All of the phenomenon and processes around us all eventually come down to matter acting on matter."
Including the ideas you've just conveyed to me about the phenomenon and processes around us?
Everything in the known universe has been observed to come down to particles or energy
The fact is, we have never observed or tested anything that superseded nature.
Tests on or about nature are subject to nature. If you want to test for that which "supersedes" nature, you must expand the parameters of the test to include for that which "supersedes" nature. (I'm scare quoting "supersede" because the resolution doesn't necessarily conclude mutual exclusivity.)
"if we posit a God who is immaterial, what we are positing is someone who does not fit into our model of existence, which is based on scientific realities."
And what of the definition of exist I stipulated in the very beginning which serves as our model for existence?
"I hope my opponent will consider these basic scientific facts..."
I do consider basic scientific facts. I do not consider them however necessarily material. If anything, they are necessarily abstract because of the mathematics and essentially abstract notions which premise their conception.

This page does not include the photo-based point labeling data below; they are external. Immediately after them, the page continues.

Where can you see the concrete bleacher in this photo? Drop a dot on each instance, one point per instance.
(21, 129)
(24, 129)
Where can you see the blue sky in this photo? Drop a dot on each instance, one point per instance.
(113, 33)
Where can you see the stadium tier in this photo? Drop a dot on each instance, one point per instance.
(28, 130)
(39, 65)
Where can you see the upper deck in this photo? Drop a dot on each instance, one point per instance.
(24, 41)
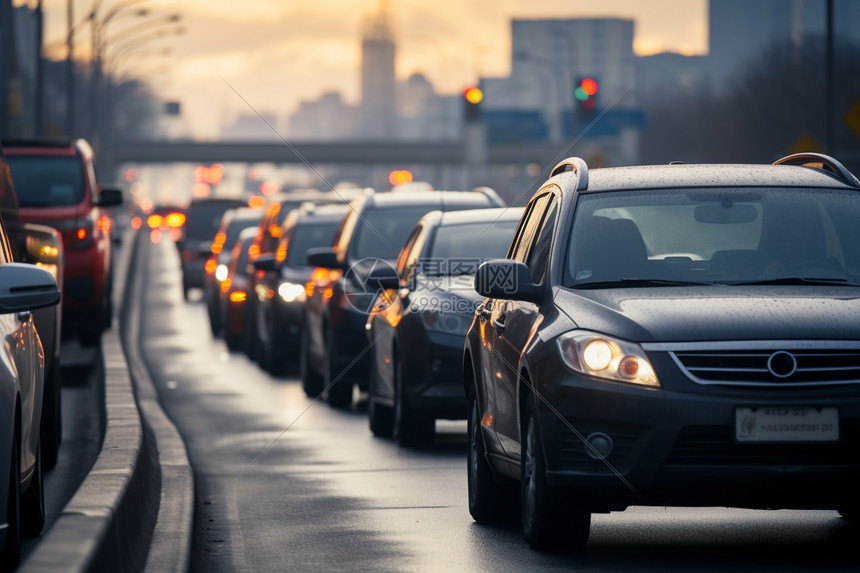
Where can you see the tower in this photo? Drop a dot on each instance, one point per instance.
(378, 85)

Greetings. As always, thank you to my opponent for his response. To reiterate, I am playing the atheist part, and I feel quite naughty I must say. Nevertheless, I will now rebut my opponent's first statement.
My opponent has appealed to the idea of mathematics and shapes as evidence for the immaterial. What my opponent has done though is added properties to things which have no inherent properties. Rather, are merely tools of language.

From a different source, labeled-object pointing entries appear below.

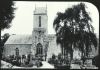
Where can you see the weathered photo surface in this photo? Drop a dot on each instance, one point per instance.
(49, 35)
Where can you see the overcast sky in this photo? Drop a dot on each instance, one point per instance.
(23, 21)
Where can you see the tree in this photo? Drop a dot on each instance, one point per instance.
(74, 30)
(6, 16)
(3, 40)
(6, 13)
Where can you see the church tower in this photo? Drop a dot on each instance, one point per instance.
(40, 24)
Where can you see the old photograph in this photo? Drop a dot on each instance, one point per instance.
(49, 35)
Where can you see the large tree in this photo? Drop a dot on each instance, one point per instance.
(74, 30)
(6, 15)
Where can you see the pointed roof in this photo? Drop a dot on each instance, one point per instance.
(19, 39)
(40, 10)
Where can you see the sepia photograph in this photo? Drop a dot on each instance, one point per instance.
(49, 35)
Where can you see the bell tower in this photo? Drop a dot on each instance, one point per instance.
(40, 23)
(40, 19)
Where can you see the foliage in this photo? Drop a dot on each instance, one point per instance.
(6, 13)
(74, 29)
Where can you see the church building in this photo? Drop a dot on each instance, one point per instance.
(40, 43)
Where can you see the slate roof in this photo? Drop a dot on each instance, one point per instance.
(19, 39)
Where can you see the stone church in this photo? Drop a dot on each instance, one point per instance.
(40, 43)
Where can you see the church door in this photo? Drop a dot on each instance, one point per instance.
(39, 50)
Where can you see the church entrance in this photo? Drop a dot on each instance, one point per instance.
(39, 51)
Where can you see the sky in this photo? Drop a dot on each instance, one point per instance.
(23, 21)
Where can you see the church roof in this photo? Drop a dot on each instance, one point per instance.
(40, 10)
(19, 39)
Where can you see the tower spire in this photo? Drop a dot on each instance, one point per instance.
(35, 6)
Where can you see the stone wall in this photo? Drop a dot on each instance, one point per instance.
(9, 49)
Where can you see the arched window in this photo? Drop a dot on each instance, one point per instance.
(39, 21)
(17, 51)
(39, 49)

SHAPES: Material or abstract?
My opponent has mentioned shapes and then asked me to explain them. It's quite simple, shapes are not some nebulous immaterial concept. They are simply descriptions of physical construct. If I have a ball, the way I describe that ball through human language is by calling it a "sphere". The word sphere is either written or spoken, and those words or sounds are processed by the brain to make the hearer or reader know I am referring to a something with the physical nature of a ball.
The same applies to numbers. If I have "two" apples, it means I have an apple, and another apple. The word two is merely a descriptor of a physical state of being. In this case apple A and apple B. This applies across the board to all mathematics and shapes.

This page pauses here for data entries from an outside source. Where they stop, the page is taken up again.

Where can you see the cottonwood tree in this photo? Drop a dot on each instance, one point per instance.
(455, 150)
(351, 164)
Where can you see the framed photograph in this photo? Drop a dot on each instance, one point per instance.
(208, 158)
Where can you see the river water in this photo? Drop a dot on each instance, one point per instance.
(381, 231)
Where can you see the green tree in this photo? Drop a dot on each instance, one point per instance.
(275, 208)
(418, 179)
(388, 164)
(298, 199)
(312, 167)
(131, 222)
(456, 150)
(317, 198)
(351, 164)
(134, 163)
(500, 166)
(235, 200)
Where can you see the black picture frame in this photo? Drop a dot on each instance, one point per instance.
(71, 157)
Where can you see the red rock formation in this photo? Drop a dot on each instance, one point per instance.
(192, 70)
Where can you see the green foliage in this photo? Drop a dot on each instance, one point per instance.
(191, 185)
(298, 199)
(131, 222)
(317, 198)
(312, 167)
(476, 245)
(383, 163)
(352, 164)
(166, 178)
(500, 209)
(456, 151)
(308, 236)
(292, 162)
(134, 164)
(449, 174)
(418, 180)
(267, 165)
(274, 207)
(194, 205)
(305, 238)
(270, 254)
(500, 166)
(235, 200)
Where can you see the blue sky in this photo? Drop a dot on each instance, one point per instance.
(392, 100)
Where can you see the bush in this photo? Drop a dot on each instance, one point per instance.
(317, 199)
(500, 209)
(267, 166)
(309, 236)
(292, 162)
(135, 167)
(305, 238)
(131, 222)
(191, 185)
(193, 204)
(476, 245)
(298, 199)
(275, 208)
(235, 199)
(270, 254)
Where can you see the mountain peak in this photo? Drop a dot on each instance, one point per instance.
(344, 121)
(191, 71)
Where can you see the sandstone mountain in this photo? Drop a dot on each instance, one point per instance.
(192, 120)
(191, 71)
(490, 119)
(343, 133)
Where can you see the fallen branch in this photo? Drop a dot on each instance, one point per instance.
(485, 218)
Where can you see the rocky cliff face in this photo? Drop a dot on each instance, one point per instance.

So, there is no need to change the properties of physical descriptions we have created in our language, into some non material function of reality. Again, my contention that matter is all there is still stands.
Thank you all.
I concede. I haven't had the time I would like to give this debate the attention it deserves. If you're still interested, I may challenge you directly to this debate again. Until then.
Yes, feel to challenge me directly. Of course I'm not actually a materialist, but it's been fun
I think you're on the right track, I don't know if I would have used shapes as evidence for the immaterial. Numbers can work. Where can I find "twelveness" in nature? Those analogies have their limits though. If I was trying to disprove materialism I might have gone with something like logic. The concept of logic by necessity must be immaterial for it to function at all. We could discuss that more if you'd like. Or I would bring up moral truths as examples of immaterial realities, that's always fun. Can altruism be weighed? Can you look at justice with a microscope...where in nature is the truth that you shouldn't murder people? Can that truth be experienced with the five senses? Are those truths made of particles? You get the idea. Just some more ammunition for future debates with real materialists.
My apologies for my forfeit. I grossly overestimated the time I had available to respond. It's up to you: we can end the debate here, and allow my forfeit to determine the outcome, or we can pick up where we left off in Round 3. Either decision is fine.
Lol nice alter ego dude
'semantic realm' of reality is something I came up with in my anti-materialism debate. I'm impressed to see that this (and not consciousness) is how you defeated it.